非核の願い宿る「折り鶴バッジ」、製作の半世紀に幕 福島原発事故で工場閉鎖…広島サミット、核廃絶の切望に逆行も
原爆がもたらした非人道的被害に命懸けであらがう、そんな被爆者たちの心の実態が被団協の調査で明らかになっている。1985~86年、全国の被爆者ら1万3千人超を対象に行った大規模アンケートの綿密な分析結果だ。「われら生命もて ここに証す 原爆許すまじ」。東友会の慰霊碑も、被爆者の思いをそう刻む。 「ノーモア・ヒバクシャ」。1982年の国連軍縮特別総会では長崎の被爆者、山口仙二さんが七宝の折り鶴バッジを胸に核廃絶を世界に訴えた。このバッジもフタバ社製。「核を決して許さない」。バッジに刻まれた被爆者たちの思いは2021年、核兵器禁止条約の発効に結実した。核の保有、使用、使用の威嚇などを全面的に違法化した初めての国際法だ。制定に向け市民が大きな役割を果たしたこの条約の交渉では、米国などに同調し条約に背を向け、欠席した日本政府代表の席に「あなたがここにいてくれたら」とのメッセージが記された折り鶴が置かれたこともある。

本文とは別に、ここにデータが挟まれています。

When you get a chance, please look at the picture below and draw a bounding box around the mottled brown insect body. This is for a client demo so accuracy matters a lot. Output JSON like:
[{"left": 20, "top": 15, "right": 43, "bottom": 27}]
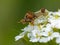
[{"left": 21, "top": 11, "right": 36, "bottom": 24}]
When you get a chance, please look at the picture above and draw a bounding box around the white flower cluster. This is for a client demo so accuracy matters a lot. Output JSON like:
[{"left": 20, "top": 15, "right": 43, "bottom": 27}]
[{"left": 15, "top": 10, "right": 60, "bottom": 44}]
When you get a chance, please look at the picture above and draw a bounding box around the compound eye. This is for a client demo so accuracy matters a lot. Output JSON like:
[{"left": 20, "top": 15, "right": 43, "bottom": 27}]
[{"left": 41, "top": 8, "right": 45, "bottom": 13}]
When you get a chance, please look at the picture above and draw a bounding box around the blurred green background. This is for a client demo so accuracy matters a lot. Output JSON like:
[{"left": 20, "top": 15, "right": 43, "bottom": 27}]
[{"left": 0, "top": 0, "right": 60, "bottom": 45}]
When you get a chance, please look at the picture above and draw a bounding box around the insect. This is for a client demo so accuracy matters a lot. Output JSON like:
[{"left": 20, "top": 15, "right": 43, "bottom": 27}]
[
  {"left": 20, "top": 11, "right": 36, "bottom": 24},
  {"left": 20, "top": 8, "right": 45, "bottom": 24}
]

▽「ヒロシマ」で反発 G7首脳が初めて被爆地に集まった5月19~21日の広島サミットに向けて、政府は折り鶴も多用し核軍縮をアピールした。原爆慰霊碑に向かい黙とうする首脳らの姿が、核軍縮の機運につながるかもしれないとの識者の声もあった。だがG7が安全保障の要とする核抑止は「敵への核の脅し」にほかならない。「核軍縮に関するG7首脳広島ビジョン」と称してG7が発表した声明は、ロシアのプーチン政権による核の威嚇を非難、中国の核戦力の不透明性を問題と指摘し、北朝鮮やイランの核開発も批判。一方、米国をはじめG7陣営の核は防衛目的として正当化した。核軍縮の衣で核武装のよろいを隠すようなG7首脳のメッセージは、「核と戦争を否定し続け」(平岡敬・元広島市長)、平和の象徴としての「ヒロシマ」をつくり上げてきた被爆者の活動の歴史に逆行しており、大きな反発を呼んだ。 広島サミットでは、地球の北側に偏るG7に対し、アフリカや中南米、東南アジアなど南側に位置、温暖化などの問題に直面する新興国や途上国などの「グローバルサウス」との関係強化が掲げられた。だが「広島ビジョン」は、グローバルサウスの多くの国が支持し、被爆者が日本の加入を求め続けている核禁止条約には全く触れなかった。岸田政権が防衛費を大幅に増額し「新しい戦前」の気配が強まる中、政府が唱える「核なき世界」のかけ声と、核廃絶を切望する被爆者たちとの距離も広がる。政府はまた、五つの法改正をまとめた不透明な「束ね法案」で原発回帰を進め、東電福島第1原発事故以来の政策転換を図ってもいる。